Interesting but don't forget about latency...
Overall bandwidth may be the same, but that is really a secondary concern with hard drives in most cases.
The point he was making was that there are different ways of stating amounts of binary data, and that sometimes it is difficult to remember how exactly they relate to one another.
The inconsistency was deliberate and appropriate.
"From my cold, dead hands you damn, dirty apes!" - CH
Oh yeah, because clearly if you sell a line that you know what to do with for 5,000 people, then you'd better damned well know how to spend it at one box.
Y'know, instead of wasting it, there is *one* possible solution. I'm no marketer, so I don't know if this is feasable, and I also don't know if you can put the kind of computational horsepower at that point that would make this realistic.
I'm assuming that if they need that kind of line, they have a bunch of machines behind it, maybe a lot of which are available at the moment. Universities, corporations deploying a new building, and virtual desktop office spaces which don't get used during certain hours might provide a reasonable arena for this, and for all I know, your test rig might, too.
Let's say your install is scheduled to be done Monday, and the demo is on Wednesday. After your Monday tests are over, point all of your spare cycles at Seti@Home. Create a new team called "MondayWednesdayCorporateSanta" and get it a significant rank by the time the suits come in. If you turn to them on wednesday, show them you pulling down 200 DVDs at once, then show them an estimate of how many 56k modems and how many cable modems they're looking at, that's a start, great. The next thing to do is to house maybe two dozen DVDs on such a line at the home office, and let the suits download an entire movie in seconds (do that to a laptop, and immediately remove the laptop from the network; next, make a big deal about how the laptop wasn't about to access even one thirtieth of a percent of the total pipeline, and how if there were three hundred workers in here doing that at once it wouldn't slow down.

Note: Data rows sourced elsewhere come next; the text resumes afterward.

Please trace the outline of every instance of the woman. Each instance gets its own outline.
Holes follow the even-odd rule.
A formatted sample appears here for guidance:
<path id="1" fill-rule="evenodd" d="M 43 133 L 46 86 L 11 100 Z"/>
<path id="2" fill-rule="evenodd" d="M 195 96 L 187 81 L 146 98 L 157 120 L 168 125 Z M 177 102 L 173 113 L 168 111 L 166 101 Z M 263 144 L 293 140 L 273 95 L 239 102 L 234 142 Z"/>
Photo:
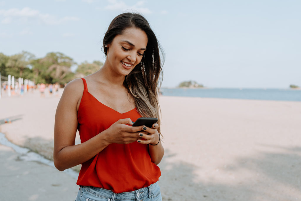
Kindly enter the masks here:
<path id="1" fill-rule="evenodd" d="M 162 200 L 159 47 L 143 17 L 122 14 L 104 36 L 103 67 L 66 86 L 56 114 L 54 159 L 61 171 L 82 164 L 76 200 Z M 131 126 L 142 116 L 159 121 L 152 128 Z M 77 129 L 81 143 L 74 145 Z"/>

Ah, but then the killer. "In fact, gentlemen, this line is so large that I couldn't think of anything one computer could do to come anywhere near taxing it, and that makes presenting it somewhat difficult. I took the liberty of running the SETI@Home client, a very popular distributed computing client which has now been receiving donated cycles from networks, clusters, vector computers and supercomputers for six years. They rank their participants, some of whom have been donating supercomputer time since day one. We've been at it since (check watch) Monday night, about 52 hours ago. Out of 8,000 participants, we're already ranked #23. This, my friends, is too large of a line to describe."
Honestly, I'd rather see it go towards the protien folding effort rather than seti@home. However, if one of the suits gets impressed upon them the computational resources they could be bending towards the public and smells the PR (I mean, all they'd be spending was electric, which is a hell of a lot cheaper than a PBS spot,) they might be convinced to donate a corporate superteam. Get a couple of corporations in competition, and Wham! Massive data crunching power out of nowhere, make the suits PR happy. Good karma.
So, yeah, treat it as that last gem to stack on top of your demo presentations. Note the plural - just one won't be impressive. But in the effort to build things to wow the Management, do some good.
StoneCypher is Full of BS
It has to do with all of the old "petrified natalie portman" and pouring hot grits down the front of their pants jokes/trolls in the not too distant
Kindness is the language which the deaf can hear and the blind can see. - Mark Twain
I like the strategy...
but how exactly is more bandwidth going to help you deal with more seti@home calculations? The application is extremely cpu-bound.. not bandwidth-bound.... you could have infinite bandwidth, but unless you have a football stadium full of supercomputers, you aren't going to go to #23.
Internet-2 is a research network, not a commercial network. It is not mainly used for email, although it could be. Since it is not a commercial network, most malicious use (like SPAM) is kept to a minimum. You can read about it at the Internet-2 website.